Pittsburgh Penguins goaltender Marc-Andre Fleury is going to receive a great deal of attention during the 2013-14 regular season. After registering a dismal showing in the 2013 Stanley Cup playoffs, which amounted to a .883 save percentage and 3.52 goals against average over five appearances, questions persist about the future of the 28-year-old goaltender.
While the jury is still out on Fleury in the court of public opinion, his coach is unfazed by last season. Dan Bylsma stated on Thursday afternoon that Fleury will be the Penguins' starting goaltender when the team hosts the New Jersey Devils on Oct. 3.
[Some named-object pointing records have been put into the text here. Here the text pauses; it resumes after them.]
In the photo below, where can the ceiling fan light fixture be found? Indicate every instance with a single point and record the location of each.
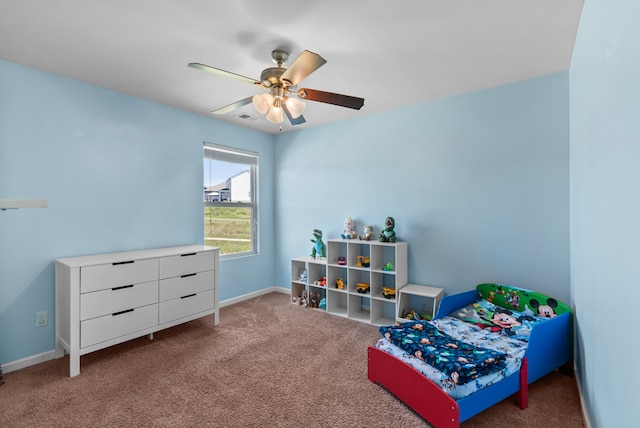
(262, 102)
(275, 114)
(295, 106)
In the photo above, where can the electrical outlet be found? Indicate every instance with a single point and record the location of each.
(42, 319)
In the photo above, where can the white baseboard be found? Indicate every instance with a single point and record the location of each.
(585, 413)
(244, 297)
(29, 361)
(50, 355)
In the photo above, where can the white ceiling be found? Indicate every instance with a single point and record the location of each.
(391, 53)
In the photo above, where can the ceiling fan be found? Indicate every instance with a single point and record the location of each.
(282, 93)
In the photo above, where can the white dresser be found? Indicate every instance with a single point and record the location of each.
(105, 299)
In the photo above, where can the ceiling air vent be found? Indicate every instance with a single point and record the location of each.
(245, 116)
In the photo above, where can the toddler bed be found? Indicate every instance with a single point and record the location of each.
(482, 346)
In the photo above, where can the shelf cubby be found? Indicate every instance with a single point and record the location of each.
(371, 307)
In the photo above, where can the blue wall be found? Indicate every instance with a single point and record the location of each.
(605, 207)
(478, 185)
(119, 174)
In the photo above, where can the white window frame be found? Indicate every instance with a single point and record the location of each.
(239, 156)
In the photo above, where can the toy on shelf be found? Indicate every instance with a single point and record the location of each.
(388, 234)
(389, 292)
(362, 287)
(314, 299)
(302, 299)
(368, 233)
(319, 249)
(322, 282)
(349, 229)
(363, 261)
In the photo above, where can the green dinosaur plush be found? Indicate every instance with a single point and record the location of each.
(319, 249)
(388, 234)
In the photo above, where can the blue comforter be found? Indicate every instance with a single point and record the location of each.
(461, 361)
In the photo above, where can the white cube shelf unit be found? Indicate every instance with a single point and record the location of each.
(371, 306)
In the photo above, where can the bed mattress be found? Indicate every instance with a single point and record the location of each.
(514, 350)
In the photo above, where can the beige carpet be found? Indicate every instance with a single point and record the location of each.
(268, 363)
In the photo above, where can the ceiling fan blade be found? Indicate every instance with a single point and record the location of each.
(331, 98)
(222, 73)
(231, 107)
(304, 65)
(294, 121)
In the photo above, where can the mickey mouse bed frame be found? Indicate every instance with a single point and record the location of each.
(550, 347)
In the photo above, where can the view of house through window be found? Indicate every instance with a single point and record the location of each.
(230, 215)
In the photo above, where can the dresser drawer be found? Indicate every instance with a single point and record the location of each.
(184, 264)
(106, 302)
(179, 286)
(126, 272)
(112, 326)
(182, 307)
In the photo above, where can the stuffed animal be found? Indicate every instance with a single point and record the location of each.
(368, 233)
(302, 300)
(388, 234)
(349, 229)
(314, 300)
(318, 251)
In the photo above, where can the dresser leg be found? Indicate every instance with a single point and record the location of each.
(74, 365)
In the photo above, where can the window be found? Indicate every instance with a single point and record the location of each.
(230, 200)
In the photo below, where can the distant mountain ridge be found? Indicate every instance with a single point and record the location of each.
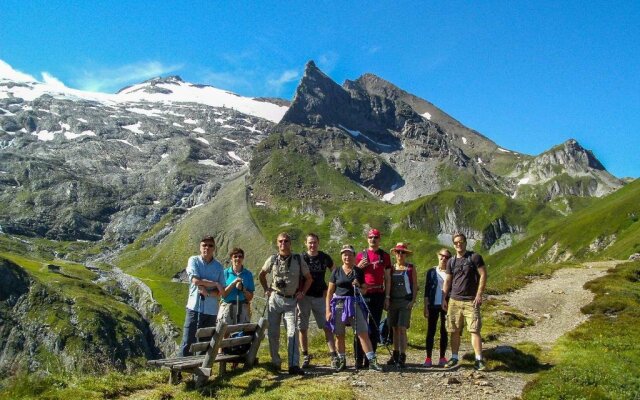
(389, 132)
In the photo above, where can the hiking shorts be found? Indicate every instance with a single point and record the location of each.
(461, 311)
(359, 325)
(306, 306)
(399, 315)
(228, 311)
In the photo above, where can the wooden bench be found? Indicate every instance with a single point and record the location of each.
(202, 365)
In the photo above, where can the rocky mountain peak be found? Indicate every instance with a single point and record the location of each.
(318, 100)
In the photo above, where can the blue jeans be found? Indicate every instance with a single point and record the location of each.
(192, 322)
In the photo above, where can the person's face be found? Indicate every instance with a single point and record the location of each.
(443, 256)
(312, 244)
(284, 245)
(460, 244)
(237, 259)
(401, 256)
(374, 241)
(348, 258)
(207, 248)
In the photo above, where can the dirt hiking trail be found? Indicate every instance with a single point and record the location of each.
(554, 305)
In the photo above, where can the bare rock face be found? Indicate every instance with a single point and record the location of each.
(401, 147)
(72, 168)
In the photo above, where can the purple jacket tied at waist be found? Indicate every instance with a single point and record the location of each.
(348, 311)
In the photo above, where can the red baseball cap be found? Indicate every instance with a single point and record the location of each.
(373, 232)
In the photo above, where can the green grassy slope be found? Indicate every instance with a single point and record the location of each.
(62, 310)
(600, 359)
(611, 221)
(226, 218)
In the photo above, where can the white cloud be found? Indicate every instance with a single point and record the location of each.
(52, 80)
(7, 72)
(111, 79)
(286, 77)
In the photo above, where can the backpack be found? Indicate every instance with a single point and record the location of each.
(386, 333)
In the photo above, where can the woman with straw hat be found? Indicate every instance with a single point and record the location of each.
(402, 293)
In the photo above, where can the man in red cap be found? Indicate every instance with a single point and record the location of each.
(376, 265)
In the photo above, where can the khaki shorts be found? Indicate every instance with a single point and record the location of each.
(359, 325)
(461, 311)
(309, 304)
(227, 313)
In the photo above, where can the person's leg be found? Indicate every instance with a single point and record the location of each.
(304, 313)
(290, 322)
(274, 316)
(432, 323)
(444, 337)
(188, 332)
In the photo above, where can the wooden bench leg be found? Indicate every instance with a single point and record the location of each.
(174, 377)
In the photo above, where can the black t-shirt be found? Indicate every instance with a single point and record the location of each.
(318, 266)
(344, 282)
(466, 277)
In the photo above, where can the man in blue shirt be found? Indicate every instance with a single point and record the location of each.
(206, 282)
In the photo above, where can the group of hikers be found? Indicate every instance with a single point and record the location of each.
(356, 294)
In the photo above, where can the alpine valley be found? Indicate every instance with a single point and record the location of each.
(104, 196)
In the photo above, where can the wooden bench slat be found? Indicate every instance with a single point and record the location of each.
(208, 332)
(200, 346)
(229, 342)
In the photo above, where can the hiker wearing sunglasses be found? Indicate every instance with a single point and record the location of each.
(402, 293)
(238, 291)
(465, 282)
(206, 283)
(290, 281)
(433, 307)
(376, 265)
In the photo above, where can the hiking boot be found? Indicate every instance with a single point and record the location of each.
(295, 370)
(335, 360)
(342, 364)
(451, 363)
(479, 365)
(394, 358)
(306, 360)
(374, 366)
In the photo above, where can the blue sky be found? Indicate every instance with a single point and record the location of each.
(528, 75)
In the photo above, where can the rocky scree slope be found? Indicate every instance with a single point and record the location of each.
(77, 165)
Bylsma on Fleury not starting the opener: "I don't see that as a possibility."— Sean Gentille (@seangentille) September 12, 2013
Whether Bylsma will stay true to his word remains to be seen.
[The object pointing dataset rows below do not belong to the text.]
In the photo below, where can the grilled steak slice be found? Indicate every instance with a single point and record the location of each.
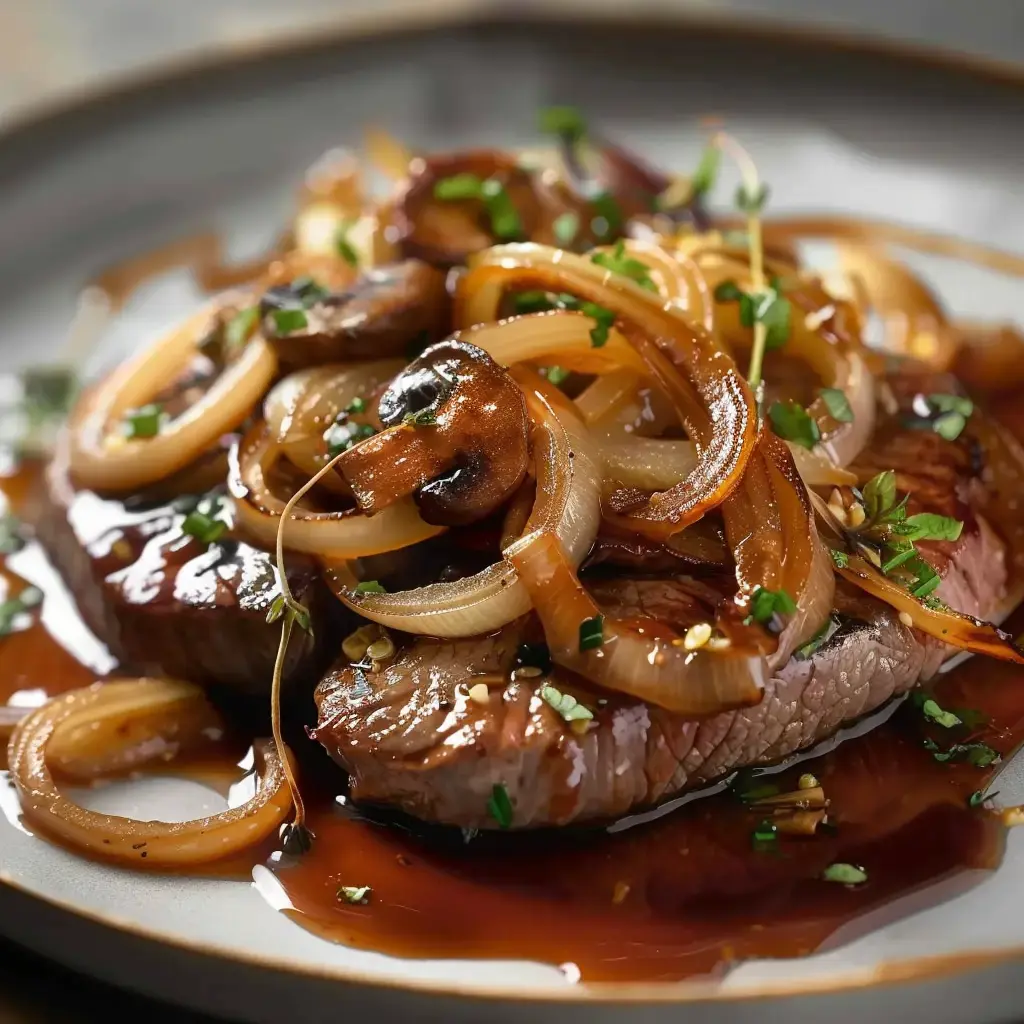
(166, 604)
(410, 735)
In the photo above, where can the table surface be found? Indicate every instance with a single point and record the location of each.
(54, 49)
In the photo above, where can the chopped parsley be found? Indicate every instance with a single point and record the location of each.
(288, 321)
(341, 436)
(592, 633)
(793, 423)
(144, 421)
(565, 227)
(565, 705)
(765, 604)
(764, 839)
(500, 807)
(240, 327)
(620, 262)
(421, 418)
(369, 587)
(845, 875)
(11, 535)
(837, 403)
(14, 610)
(505, 221)
(354, 894)
(564, 121)
(823, 635)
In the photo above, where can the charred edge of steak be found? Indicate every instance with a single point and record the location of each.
(167, 605)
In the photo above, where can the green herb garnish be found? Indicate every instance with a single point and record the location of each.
(846, 875)
(500, 807)
(143, 422)
(288, 321)
(837, 403)
(765, 604)
(369, 587)
(793, 423)
(565, 227)
(620, 262)
(592, 633)
(565, 705)
(354, 894)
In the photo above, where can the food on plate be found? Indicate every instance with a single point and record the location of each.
(541, 492)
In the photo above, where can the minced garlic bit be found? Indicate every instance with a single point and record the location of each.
(381, 649)
(355, 644)
(696, 636)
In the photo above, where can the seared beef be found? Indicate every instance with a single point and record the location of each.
(167, 604)
(410, 735)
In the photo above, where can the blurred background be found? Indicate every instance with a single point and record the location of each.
(55, 48)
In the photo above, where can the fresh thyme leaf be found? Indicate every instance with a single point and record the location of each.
(288, 321)
(421, 418)
(765, 604)
(143, 422)
(565, 121)
(752, 203)
(619, 262)
(707, 172)
(929, 526)
(500, 807)
(240, 327)
(604, 318)
(880, 494)
(565, 227)
(345, 248)
(354, 894)
(931, 710)
(823, 635)
(369, 587)
(592, 633)
(793, 423)
(846, 875)
(837, 403)
(565, 705)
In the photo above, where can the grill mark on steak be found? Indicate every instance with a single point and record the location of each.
(166, 605)
(399, 748)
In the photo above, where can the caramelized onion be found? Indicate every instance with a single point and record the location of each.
(567, 505)
(102, 459)
(141, 844)
(711, 396)
(346, 534)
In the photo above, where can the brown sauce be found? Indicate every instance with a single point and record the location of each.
(684, 895)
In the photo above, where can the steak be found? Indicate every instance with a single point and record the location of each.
(165, 603)
(410, 735)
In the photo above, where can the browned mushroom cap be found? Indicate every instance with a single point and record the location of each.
(381, 313)
(458, 438)
(446, 231)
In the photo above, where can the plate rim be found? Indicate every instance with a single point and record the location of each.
(127, 90)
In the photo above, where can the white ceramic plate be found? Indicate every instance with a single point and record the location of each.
(833, 130)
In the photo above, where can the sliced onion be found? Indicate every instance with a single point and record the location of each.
(103, 460)
(950, 627)
(346, 534)
(710, 394)
(141, 844)
(567, 504)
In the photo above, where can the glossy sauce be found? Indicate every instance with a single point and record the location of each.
(680, 896)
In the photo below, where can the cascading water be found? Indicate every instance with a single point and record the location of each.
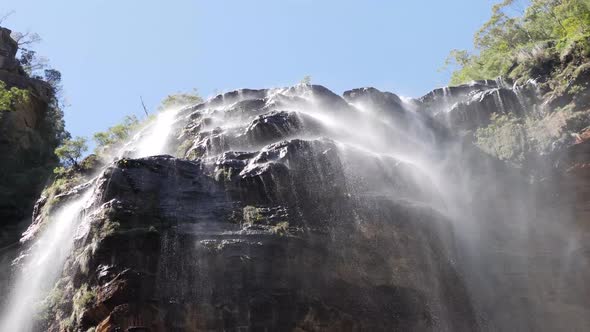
(297, 206)
(42, 263)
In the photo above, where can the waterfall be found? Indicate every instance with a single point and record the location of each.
(383, 163)
(42, 263)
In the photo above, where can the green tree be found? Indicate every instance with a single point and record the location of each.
(502, 42)
(117, 133)
(9, 98)
(71, 150)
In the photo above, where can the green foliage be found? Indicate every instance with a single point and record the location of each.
(117, 133)
(71, 150)
(508, 40)
(10, 98)
(180, 99)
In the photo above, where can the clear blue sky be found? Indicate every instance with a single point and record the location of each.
(111, 52)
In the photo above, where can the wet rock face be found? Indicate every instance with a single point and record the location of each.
(298, 209)
(265, 222)
(191, 258)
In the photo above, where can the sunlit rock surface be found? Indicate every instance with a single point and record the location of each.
(296, 209)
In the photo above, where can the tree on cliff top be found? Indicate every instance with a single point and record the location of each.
(71, 150)
(513, 34)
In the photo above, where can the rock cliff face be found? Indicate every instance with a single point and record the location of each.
(27, 144)
(297, 209)
(26, 141)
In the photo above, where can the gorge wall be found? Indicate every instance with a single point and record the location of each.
(298, 209)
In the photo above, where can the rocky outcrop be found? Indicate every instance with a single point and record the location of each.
(297, 209)
(8, 49)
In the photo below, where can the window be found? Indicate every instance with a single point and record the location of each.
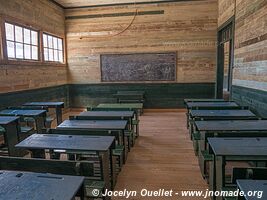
(53, 48)
(22, 43)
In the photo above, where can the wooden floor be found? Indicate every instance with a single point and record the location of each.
(162, 158)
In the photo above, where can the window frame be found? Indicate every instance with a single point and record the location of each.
(63, 47)
(23, 43)
(4, 60)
According to accounts from the team's first day of training camp, Fleury struggled in a team scrimmage where he allowed three goals on three shots and scored some kind of own goal that, apparently, was too ugly for words:
Fleury just allowed a goal that can't be described. It was an own goal. I will leave it at that.— Josh Yohe (@JoshYohe_Trib) September 12, 2013
Fleury finished the day with four goals allowed, via the Pittsburgh Tribune-Review:
Marc-Andre Fleury allowed four goals - including three on as many shots to open the scrimmage - for Group A. It was only a scrimmage, but it was also not the most encouraging start for a franchise goalie that was pulled from last postseason.
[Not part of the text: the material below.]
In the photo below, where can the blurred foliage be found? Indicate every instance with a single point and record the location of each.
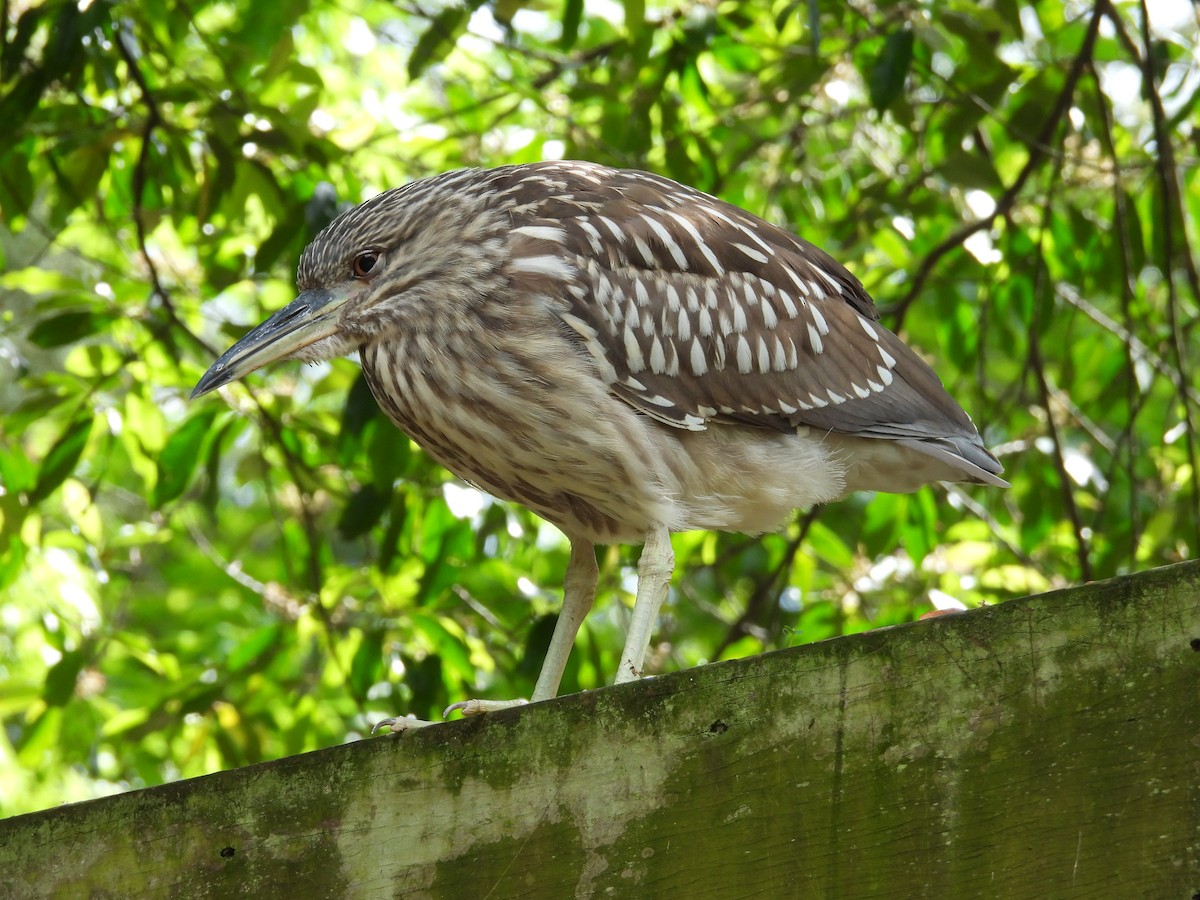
(189, 587)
So, things aren't looking too good for Fleury, who was/still is meeting with a sports psychologist to attempt to correct whatever mental blocks he might have. Ultimately, it's the first practice of the season and drawing conclusions about anything at this point is inspired purely by boredom or naivety. But, that's not to say Fleury isn't worth being concerned about.
He played poorly in the playoffs and, at times, looked like he didn't belong at the NHL level. Some of the goals he allowed against the Islanders in the Eastern Conference Quarterfinal were unbelievably bad and are still stunning to think about to this day.
The Penguins are a stacked team and legitimate contenders for the Eastern Conference Championship if all their core players can avoid extended absences due to injury. Fleury is, at the very least, going to be expected to post average numbers, which is a fairly simple request. In the event he falls off the rails again, the club still has Tomas Vokoun, who performed admirably last spring.
Of course, one would imagine the Penguins are hoping Fleury can carry the No. 1 role without issue.